Southgate's side powered into the last 16 as Group B winners after a second-half blitz inspired their 3-0 victory over Wales in Doha on Tuesday.
Marcus Rashford scored twice, either side of Phil Foden's strike, to book a last-16 clash with Senegal on Sunday.
After reaching the knockout phase as group runners-up to Belgium in the last World Cup in Russia four years ago, Southgate believes England are far more battle-hardened and confident this time around.
"I think there is a different mentality. More belief. Our objectives are different. In Russia, we were just thinking, 'Can we win a knockout game?' Now there is more confidence and more experience of knockout matches," Southgate said.
England ended their long run of failure in major tournament knockout matches when they beat Colombia on penalties in the last 16 in Russia, sparking a run to the last four that culminated in defeat by Croatia.
That was a breakthrough moment for England after years in the doldrums before Southgate took charge in 2016, with the Three Lions going on to finish as European Championship runners-up last year.
Ending their wait for a first major trophy since Bobby Moore lifted the 1966 World Cup remains England's holy grail and Southgate's men look capable of fulfilling the country's ambition.
After a drab goalless draw against the United States, England swept aside Wales with the same ruthless finishing they showed in a 6-2 rout of Iran in their group opener.
With England reestablished as one of the leading contenders to win the World Cup, Southgate said his squad are in a good place.
The positive vibes among Southgate's players were clear to see as they laughed and joked with their families in the stands at the Ahmad bin Ali Stadium after vanquishing Wales.
"We are pleased the first objective is achieved. The spirit of the team is good," Southgate said.

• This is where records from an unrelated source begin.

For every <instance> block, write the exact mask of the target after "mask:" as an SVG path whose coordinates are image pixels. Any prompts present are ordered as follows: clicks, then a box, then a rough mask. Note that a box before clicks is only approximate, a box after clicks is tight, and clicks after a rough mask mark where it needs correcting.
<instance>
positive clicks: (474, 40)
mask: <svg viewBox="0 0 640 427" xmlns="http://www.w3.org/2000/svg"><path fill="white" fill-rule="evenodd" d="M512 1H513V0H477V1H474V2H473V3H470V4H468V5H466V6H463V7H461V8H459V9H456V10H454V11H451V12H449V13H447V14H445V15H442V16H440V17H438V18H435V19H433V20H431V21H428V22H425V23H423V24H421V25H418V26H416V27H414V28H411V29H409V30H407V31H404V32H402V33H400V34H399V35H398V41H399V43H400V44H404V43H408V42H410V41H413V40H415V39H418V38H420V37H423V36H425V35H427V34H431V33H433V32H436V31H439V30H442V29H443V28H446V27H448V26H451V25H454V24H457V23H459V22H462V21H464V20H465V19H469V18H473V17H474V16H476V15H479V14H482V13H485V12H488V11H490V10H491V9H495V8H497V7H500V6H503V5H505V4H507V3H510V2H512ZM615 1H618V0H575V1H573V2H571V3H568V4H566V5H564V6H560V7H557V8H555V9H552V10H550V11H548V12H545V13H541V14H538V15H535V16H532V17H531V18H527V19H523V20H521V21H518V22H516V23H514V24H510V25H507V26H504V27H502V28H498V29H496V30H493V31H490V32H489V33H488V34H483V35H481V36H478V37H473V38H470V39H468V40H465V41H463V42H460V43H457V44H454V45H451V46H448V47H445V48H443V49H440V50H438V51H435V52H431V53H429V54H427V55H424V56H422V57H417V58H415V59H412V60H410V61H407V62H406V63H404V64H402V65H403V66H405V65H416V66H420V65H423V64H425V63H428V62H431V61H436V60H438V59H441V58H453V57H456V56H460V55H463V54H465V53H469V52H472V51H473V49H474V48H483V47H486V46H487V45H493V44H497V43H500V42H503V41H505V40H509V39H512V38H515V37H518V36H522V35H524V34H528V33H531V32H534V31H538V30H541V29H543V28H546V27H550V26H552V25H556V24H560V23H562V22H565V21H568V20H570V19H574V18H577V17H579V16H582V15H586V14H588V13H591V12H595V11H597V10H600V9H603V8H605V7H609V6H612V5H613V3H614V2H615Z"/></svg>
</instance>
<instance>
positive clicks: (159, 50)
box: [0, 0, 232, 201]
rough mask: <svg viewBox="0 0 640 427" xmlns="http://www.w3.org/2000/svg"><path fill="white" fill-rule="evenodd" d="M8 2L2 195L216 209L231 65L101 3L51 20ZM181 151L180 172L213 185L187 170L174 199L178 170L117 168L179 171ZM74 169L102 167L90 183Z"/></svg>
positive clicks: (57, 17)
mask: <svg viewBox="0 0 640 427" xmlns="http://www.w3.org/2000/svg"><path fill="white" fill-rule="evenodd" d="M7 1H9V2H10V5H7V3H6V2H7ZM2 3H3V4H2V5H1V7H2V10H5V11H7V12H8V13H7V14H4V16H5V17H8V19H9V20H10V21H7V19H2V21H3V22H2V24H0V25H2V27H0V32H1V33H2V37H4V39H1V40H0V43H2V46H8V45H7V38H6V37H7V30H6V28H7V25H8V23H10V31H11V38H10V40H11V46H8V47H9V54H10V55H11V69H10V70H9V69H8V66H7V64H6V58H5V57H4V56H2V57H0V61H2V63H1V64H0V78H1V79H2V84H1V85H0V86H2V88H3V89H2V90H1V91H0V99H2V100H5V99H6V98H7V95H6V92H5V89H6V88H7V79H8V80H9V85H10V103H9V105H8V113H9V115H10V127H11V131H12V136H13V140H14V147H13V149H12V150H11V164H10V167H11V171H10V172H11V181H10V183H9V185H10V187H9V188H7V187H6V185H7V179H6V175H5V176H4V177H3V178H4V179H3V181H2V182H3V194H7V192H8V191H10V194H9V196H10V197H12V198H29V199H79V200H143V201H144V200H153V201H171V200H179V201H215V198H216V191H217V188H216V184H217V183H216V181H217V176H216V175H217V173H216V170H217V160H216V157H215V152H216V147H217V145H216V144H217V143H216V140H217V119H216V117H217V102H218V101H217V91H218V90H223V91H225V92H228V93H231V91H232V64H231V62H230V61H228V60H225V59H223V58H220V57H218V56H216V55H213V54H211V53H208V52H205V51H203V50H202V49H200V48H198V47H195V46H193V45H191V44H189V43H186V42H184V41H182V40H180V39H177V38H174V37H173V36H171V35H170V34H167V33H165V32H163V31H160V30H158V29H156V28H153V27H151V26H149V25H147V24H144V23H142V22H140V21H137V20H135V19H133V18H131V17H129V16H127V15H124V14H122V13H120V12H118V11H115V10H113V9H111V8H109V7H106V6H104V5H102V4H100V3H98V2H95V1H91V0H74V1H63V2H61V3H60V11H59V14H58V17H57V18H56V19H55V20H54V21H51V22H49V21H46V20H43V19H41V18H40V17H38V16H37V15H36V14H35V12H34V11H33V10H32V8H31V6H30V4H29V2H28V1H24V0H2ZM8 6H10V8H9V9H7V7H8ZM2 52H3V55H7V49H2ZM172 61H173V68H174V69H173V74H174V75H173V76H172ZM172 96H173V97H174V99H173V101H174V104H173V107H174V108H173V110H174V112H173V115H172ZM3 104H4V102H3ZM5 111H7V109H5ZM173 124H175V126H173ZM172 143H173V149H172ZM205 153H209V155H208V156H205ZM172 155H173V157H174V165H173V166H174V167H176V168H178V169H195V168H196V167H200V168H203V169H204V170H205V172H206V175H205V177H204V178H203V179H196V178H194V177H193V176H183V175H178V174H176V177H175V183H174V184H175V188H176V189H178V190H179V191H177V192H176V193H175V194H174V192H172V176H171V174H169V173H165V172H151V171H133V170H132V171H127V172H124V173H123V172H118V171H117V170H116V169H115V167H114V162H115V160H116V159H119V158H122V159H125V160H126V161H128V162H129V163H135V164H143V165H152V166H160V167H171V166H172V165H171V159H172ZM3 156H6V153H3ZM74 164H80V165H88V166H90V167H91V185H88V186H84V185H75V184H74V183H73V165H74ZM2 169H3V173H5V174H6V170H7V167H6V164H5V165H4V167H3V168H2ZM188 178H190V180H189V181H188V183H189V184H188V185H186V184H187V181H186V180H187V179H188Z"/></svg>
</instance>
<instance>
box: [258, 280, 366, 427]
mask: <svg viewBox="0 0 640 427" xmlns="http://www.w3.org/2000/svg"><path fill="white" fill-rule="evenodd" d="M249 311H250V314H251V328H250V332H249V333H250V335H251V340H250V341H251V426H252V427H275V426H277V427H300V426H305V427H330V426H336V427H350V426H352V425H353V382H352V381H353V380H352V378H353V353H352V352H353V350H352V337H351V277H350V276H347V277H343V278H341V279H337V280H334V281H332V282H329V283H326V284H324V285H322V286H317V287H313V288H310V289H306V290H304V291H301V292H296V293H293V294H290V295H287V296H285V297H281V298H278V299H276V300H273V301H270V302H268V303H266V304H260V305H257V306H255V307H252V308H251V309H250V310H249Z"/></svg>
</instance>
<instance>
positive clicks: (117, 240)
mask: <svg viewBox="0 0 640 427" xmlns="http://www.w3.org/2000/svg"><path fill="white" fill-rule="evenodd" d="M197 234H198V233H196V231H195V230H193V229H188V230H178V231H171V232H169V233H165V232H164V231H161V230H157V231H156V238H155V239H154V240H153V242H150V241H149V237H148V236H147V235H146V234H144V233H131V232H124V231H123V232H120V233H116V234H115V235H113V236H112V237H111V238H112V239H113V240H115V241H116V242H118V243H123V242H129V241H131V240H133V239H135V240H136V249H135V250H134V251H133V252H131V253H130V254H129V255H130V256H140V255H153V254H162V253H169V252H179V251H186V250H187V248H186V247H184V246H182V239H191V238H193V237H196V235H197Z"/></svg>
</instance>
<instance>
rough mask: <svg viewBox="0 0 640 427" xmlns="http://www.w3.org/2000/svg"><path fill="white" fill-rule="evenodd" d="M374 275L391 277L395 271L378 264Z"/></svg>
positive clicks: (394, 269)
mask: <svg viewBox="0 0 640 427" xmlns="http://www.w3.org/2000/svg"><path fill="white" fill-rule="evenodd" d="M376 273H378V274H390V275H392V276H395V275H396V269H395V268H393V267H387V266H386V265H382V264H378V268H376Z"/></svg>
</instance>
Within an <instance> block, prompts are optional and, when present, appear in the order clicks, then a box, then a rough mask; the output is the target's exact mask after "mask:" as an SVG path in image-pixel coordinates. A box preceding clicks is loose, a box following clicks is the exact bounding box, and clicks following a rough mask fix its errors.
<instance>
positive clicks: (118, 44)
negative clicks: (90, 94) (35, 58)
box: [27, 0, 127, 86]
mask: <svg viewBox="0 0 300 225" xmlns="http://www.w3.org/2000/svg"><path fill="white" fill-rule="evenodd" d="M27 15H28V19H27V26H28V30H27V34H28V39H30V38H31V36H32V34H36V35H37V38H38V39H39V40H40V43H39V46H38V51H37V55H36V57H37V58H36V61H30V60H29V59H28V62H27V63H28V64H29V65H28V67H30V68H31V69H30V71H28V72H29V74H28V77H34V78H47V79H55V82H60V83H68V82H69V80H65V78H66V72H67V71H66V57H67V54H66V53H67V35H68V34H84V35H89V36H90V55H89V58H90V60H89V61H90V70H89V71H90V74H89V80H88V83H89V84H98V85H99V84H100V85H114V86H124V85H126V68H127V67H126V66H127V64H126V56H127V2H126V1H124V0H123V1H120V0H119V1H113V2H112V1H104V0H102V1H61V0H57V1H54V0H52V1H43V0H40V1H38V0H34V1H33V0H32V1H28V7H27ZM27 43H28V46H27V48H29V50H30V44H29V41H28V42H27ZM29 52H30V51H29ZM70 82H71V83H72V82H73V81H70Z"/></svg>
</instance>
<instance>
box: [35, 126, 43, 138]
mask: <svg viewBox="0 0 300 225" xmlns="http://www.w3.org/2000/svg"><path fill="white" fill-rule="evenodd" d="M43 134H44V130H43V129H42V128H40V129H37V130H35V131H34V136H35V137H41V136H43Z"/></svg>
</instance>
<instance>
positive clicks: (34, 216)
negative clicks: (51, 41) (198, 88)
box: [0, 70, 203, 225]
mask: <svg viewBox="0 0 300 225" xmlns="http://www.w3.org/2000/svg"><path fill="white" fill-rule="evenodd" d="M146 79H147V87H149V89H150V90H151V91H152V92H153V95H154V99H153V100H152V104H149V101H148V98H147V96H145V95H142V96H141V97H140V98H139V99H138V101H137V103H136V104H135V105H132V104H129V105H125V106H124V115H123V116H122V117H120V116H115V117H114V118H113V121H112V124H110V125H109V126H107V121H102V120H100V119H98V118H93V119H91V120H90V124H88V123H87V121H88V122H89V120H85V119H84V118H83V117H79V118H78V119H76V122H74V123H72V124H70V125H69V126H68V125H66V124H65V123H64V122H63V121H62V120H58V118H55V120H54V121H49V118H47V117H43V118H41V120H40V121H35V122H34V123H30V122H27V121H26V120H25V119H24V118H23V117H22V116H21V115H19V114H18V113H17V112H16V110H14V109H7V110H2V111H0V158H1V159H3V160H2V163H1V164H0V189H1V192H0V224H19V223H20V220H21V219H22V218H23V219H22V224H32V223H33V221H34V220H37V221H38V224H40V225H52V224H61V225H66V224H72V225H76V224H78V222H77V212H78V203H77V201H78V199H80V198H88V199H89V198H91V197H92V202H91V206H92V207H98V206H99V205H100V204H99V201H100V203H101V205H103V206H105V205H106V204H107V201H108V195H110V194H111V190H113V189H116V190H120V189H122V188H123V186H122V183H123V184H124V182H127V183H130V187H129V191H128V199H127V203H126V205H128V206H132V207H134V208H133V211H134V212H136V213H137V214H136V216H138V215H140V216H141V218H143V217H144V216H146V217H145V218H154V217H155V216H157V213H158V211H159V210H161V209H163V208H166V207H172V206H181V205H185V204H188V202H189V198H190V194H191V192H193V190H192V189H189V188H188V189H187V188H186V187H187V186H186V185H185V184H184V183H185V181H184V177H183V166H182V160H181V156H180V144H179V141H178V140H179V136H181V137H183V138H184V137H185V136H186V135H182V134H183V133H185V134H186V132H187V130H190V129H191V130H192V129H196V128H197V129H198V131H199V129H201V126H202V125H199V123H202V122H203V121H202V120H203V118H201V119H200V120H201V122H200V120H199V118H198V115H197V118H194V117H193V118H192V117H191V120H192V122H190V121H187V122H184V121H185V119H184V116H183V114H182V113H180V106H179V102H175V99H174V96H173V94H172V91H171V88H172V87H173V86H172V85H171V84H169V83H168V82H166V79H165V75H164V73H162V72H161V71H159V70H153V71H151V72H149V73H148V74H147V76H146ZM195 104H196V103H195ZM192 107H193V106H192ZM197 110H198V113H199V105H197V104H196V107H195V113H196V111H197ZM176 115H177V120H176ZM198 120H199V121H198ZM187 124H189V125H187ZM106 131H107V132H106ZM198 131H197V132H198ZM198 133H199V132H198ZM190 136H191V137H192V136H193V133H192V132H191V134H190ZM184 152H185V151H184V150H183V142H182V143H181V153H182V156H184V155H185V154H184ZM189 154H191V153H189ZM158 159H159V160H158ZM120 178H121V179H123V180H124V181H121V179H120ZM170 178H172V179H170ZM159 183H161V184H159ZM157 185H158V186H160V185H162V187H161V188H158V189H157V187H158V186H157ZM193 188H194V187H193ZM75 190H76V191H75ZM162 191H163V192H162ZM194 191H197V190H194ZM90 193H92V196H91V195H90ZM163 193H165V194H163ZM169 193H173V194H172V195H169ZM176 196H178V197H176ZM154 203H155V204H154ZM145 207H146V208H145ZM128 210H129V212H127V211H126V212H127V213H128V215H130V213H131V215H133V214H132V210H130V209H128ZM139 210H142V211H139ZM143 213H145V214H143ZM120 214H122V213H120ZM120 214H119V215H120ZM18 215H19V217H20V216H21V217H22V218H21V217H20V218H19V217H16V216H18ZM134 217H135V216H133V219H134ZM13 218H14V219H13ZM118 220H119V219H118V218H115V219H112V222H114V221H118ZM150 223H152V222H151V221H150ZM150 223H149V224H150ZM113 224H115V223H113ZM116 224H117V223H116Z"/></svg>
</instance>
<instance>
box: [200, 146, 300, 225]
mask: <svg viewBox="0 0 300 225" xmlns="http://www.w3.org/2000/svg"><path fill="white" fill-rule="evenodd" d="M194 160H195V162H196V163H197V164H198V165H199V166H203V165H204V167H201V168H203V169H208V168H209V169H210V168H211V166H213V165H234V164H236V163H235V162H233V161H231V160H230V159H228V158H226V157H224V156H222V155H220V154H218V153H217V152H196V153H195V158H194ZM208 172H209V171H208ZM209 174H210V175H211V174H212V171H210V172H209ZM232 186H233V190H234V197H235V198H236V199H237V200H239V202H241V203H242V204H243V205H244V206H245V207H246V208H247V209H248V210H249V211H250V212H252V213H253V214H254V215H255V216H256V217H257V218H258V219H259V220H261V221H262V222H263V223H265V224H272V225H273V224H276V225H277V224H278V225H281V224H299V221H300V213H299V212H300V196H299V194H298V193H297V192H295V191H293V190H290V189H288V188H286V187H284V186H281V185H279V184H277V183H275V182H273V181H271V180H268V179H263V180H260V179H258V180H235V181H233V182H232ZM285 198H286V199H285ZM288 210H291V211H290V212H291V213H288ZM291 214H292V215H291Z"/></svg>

"We have got most of the team on the pitch which is fabulous for the dynamic. And no yellow cards which is good.
"To this point we're really pleased and, of course, the big business starts now really."
England will be firm favourites to beat Group A runners-up Senegal, who are without injured talisman Sadio Mane.
But Southgate has some intriguing selection dilemmas to resolve before the showdown at the Al Bayt Stadium.
Rashford and Foden both impressed as the wide players in England's three-man attack after Southgate dropped Bukayo Saka and Raheem Sterling.
After falling out of form last season, Manchester United forward Rashford is back to his best and already has three goals in the tournament.
Manchester City playmaker Foden proved a point to Southgate with his influential display after being given only 19 minutes of playing time in the first two games.
Now Southgate has to decide whether to keep faith with the pair, which would be slightly harsh on Saka – in fine fettle for Arsenal this season and one of England's better players over the last year – but less so on the out of form Sterling.
"You need goals from all areas. It is a problem for opposition if the threat is coming from other areas of the pitch. It is competition for places and people have to deliver," Southgate said.
Jordan Henderson and Kyle Walker could also retain their places after delivering more against Wales than Mason Mount and Kieran Trippier had managed in the previous two games.
"You want those sorts of decisions. We need strength in depth. You just never know when we're going to need that depth," Southgate said.